The most pressing question I have been getting is where I am going after I graduate. I have contemplated this very much and have come to the conclusion that if there are no job opportunities or other things (i.e. boys) keeping me here that I will leave Boston. There are jobs all over, but realizing this, was such a relief. But as of now, I am focused on school. Come this May, I will be a Master. Who would have thought? Well, my parents did. They never give up on me and encouraged me to always follow my dreams. Thank you for teaching me all you could and for letting me stand on my own two feet and learn from my mistakes. This is why I can live in Boston and be okay, well most of the time, I can be okay. They carry me at times when I think I can't go on and Renee too. She is my best friend and my sounding board. Nathan and Laurel are also very supportive. I can't say enough about those two and their two cute little boys. They are so adorable and I miss them everyday. Thanks guys! I love you!
Also, living out here has allowed me to gain new perspectives on relationships I have with people. It is funny that in moving 3,000 miles I have redefined relationships and redrawn boundaries. I have truly seen who some people are and found who I really want to have in my life. It is funny how it took distance to come to these conclusions, but hey, it did.

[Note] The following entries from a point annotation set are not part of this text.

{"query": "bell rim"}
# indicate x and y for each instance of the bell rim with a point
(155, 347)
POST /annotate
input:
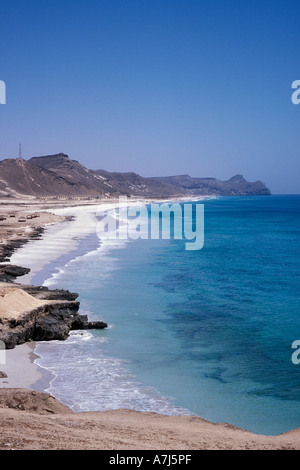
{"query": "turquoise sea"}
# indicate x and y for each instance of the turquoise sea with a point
(205, 332)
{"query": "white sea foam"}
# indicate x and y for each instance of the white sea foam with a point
(86, 379)
(58, 239)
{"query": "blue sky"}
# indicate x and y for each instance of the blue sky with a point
(158, 87)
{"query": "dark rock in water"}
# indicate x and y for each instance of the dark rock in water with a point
(81, 323)
(51, 321)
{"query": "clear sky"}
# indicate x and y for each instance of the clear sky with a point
(160, 87)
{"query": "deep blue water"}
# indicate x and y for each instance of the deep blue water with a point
(207, 332)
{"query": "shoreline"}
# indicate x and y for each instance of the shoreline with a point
(23, 372)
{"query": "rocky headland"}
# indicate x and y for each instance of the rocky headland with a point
(33, 313)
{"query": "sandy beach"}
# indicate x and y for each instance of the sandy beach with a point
(28, 424)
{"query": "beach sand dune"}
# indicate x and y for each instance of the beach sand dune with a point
(35, 420)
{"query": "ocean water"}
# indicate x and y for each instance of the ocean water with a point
(205, 332)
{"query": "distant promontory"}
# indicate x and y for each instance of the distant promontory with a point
(59, 176)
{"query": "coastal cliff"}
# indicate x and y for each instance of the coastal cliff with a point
(38, 314)
(57, 176)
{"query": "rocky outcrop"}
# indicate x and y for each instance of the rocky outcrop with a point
(51, 318)
(9, 272)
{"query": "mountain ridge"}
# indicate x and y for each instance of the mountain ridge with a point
(59, 176)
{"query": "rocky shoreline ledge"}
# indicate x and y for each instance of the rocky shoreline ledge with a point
(29, 313)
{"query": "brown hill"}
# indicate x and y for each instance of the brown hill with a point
(58, 175)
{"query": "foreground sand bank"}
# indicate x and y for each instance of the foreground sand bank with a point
(33, 420)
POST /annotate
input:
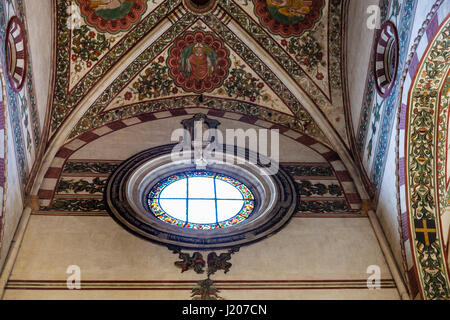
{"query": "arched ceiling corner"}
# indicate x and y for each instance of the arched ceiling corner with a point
(111, 69)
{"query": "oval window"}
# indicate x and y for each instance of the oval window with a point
(201, 200)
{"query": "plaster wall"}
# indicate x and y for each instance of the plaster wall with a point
(360, 40)
(39, 23)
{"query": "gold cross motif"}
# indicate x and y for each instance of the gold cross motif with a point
(425, 231)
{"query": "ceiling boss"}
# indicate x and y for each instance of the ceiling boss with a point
(112, 15)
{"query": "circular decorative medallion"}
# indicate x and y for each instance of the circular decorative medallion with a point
(198, 62)
(229, 203)
(112, 15)
(386, 59)
(201, 200)
(288, 17)
(16, 54)
(200, 6)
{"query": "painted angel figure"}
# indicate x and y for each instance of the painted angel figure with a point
(198, 61)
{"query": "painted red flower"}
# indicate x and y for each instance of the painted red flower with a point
(128, 95)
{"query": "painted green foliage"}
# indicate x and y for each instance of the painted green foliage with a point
(322, 206)
(242, 84)
(307, 50)
(88, 45)
(306, 188)
(77, 205)
(89, 167)
(422, 162)
(316, 170)
(155, 81)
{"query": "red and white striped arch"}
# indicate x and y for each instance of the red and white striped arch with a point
(16, 54)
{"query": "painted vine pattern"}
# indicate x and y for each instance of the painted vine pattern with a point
(81, 185)
(63, 103)
(424, 125)
(306, 188)
(307, 50)
(315, 170)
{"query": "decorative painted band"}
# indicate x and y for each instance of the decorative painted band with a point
(48, 186)
(417, 234)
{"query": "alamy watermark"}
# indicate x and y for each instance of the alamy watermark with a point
(74, 278)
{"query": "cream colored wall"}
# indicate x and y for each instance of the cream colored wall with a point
(359, 50)
(158, 132)
(307, 249)
(39, 24)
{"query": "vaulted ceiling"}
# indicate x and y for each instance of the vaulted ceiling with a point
(279, 61)
(117, 59)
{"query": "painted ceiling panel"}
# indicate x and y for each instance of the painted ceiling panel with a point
(266, 59)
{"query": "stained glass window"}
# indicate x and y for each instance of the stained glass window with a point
(201, 199)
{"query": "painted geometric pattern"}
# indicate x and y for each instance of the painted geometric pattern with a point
(89, 45)
(79, 188)
(305, 59)
(423, 165)
(230, 77)
(249, 89)
(114, 15)
(22, 107)
(376, 120)
(3, 153)
(323, 189)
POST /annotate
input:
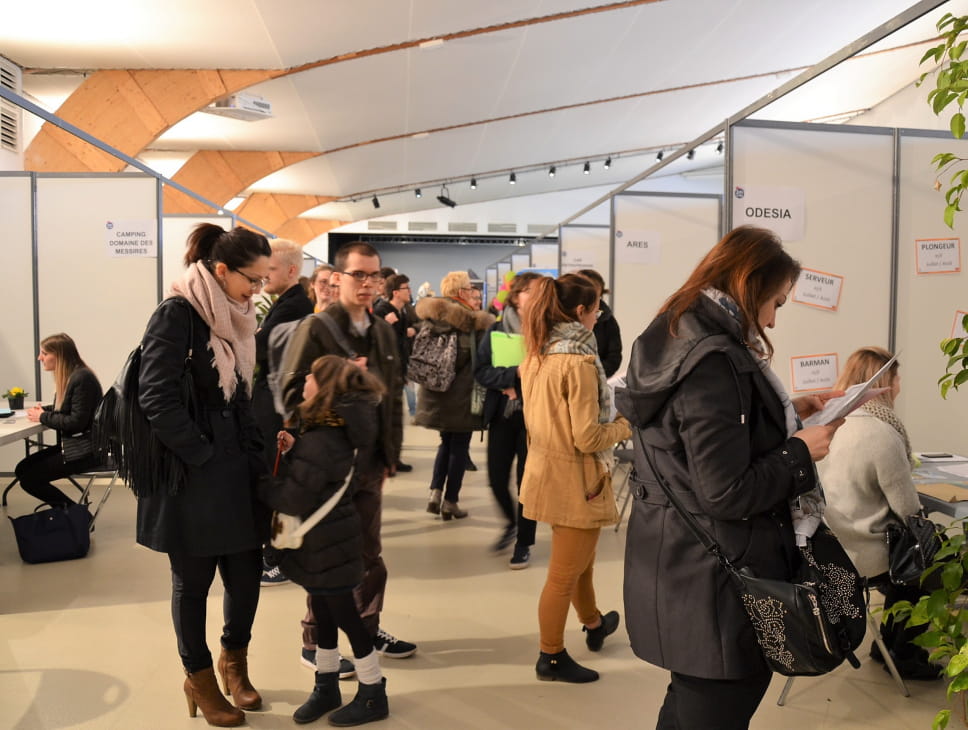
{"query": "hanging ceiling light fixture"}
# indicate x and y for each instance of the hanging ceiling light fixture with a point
(443, 198)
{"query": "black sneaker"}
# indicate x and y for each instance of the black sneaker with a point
(389, 646)
(596, 637)
(521, 557)
(273, 577)
(346, 668)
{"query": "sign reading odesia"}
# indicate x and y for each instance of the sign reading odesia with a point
(128, 237)
(779, 209)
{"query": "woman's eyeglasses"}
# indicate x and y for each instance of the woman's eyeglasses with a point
(255, 282)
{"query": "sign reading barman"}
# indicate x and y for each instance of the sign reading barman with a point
(777, 208)
(132, 237)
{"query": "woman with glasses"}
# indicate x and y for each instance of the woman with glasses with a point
(450, 412)
(198, 355)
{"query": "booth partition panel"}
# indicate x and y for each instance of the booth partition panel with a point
(827, 191)
(932, 296)
(657, 241)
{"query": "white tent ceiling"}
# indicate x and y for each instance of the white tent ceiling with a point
(511, 87)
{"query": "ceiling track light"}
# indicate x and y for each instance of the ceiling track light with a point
(443, 198)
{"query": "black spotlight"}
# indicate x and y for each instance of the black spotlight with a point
(444, 200)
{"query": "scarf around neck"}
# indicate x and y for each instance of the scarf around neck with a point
(807, 509)
(572, 338)
(231, 327)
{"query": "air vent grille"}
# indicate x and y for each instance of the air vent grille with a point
(10, 114)
(462, 227)
(422, 226)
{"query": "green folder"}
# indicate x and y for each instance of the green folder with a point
(507, 350)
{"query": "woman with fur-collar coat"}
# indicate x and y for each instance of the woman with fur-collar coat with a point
(449, 411)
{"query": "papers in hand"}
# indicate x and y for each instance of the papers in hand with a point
(854, 398)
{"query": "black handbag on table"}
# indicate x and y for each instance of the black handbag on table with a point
(53, 533)
(911, 547)
(805, 626)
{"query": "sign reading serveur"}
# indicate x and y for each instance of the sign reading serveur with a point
(138, 238)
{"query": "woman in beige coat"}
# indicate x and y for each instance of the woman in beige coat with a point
(567, 480)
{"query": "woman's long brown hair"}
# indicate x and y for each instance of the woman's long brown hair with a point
(552, 302)
(750, 265)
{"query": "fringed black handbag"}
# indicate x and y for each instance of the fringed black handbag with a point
(122, 431)
(804, 626)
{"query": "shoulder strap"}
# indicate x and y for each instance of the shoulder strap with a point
(692, 523)
(337, 333)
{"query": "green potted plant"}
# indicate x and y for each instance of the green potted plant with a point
(15, 398)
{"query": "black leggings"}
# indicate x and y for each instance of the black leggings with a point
(338, 611)
(37, 471)
(191, 577)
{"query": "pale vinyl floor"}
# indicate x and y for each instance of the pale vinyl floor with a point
(89, 643)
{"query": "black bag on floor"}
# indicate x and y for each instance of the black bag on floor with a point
(53, 533)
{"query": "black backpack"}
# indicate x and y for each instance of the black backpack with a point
(123, 434)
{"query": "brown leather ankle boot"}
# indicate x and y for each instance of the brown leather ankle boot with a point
(201, 690)
(234, 669)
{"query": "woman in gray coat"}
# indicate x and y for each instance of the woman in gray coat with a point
(212, 520)
(719, 428)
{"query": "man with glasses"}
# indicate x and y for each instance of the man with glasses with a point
(285, 266)
(394, 309)
(371, 343)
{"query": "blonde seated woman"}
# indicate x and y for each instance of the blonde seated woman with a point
(868, 485)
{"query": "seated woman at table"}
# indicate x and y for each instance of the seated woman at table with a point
(77, 393)
(868, 485)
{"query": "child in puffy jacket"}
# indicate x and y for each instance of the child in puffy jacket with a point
(338, 416)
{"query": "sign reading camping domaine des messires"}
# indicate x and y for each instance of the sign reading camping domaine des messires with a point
(779, 209)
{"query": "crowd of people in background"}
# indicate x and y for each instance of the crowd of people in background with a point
(532, 370)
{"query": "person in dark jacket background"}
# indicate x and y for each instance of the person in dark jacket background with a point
(338, 416)
(293, 303)
(449, 412)
(212, 521)
(507, 437)
(77, 393)
(608, 337)
(722, 432)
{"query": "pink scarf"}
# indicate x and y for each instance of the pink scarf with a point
(232, 326)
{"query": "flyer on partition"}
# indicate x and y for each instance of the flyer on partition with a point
(853, 398)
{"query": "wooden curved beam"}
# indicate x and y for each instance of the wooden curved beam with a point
(220, 175)
(128, 109)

On another note, it took these 3,000 miles for me to find myself, who I really am. I fell hard at one part, but it is this fall that I believe truly saved me. It did. I had to find my bottom to make it to the top again. It is never the easiest journey, but I am doing it one step at a time. Some people may not like the changes, but I finally feel like I am being true to myself and it is freeing.
Also, I have gotten alot of love, support, and perspective from my cousin Jessica. I kind of followed her path as she left home (in Utah) and completed her master's (in Syracuse) and Ph.D. (in Ohio). She lived far from her family, but she accomplished what she set out to do. She has given me a lot of great advice and relates to where I am at because she has been here. Her words and love just have made all the difference lately. Today, she is happily married with two kids. I hope to emulate her in so many ways. I am so thankful she is part of my life. I love her so much. So here is my shout out to her. Thanks for everything Jessica. It has made an incredible difference in my life, it really has. You are awesome. I love you so much!!!
So my blog updates may become fewer as my life gets busy. I am currently balancing working 24 hours on top of taking three classes and in a few weeks I have to fit in an internship. I think my few hours will be spent in homework and sleeping. Oh glorious sleep. But the hard work is worth the best reward. I love learning though writing papers is never fun, but studying to be an archivist is really interesting, especially this year. I love describing to people now that I am a keeper of the past. So, I won't bore you anymore with archive talk, but will say good night. It is almost 10 and I like my sleep!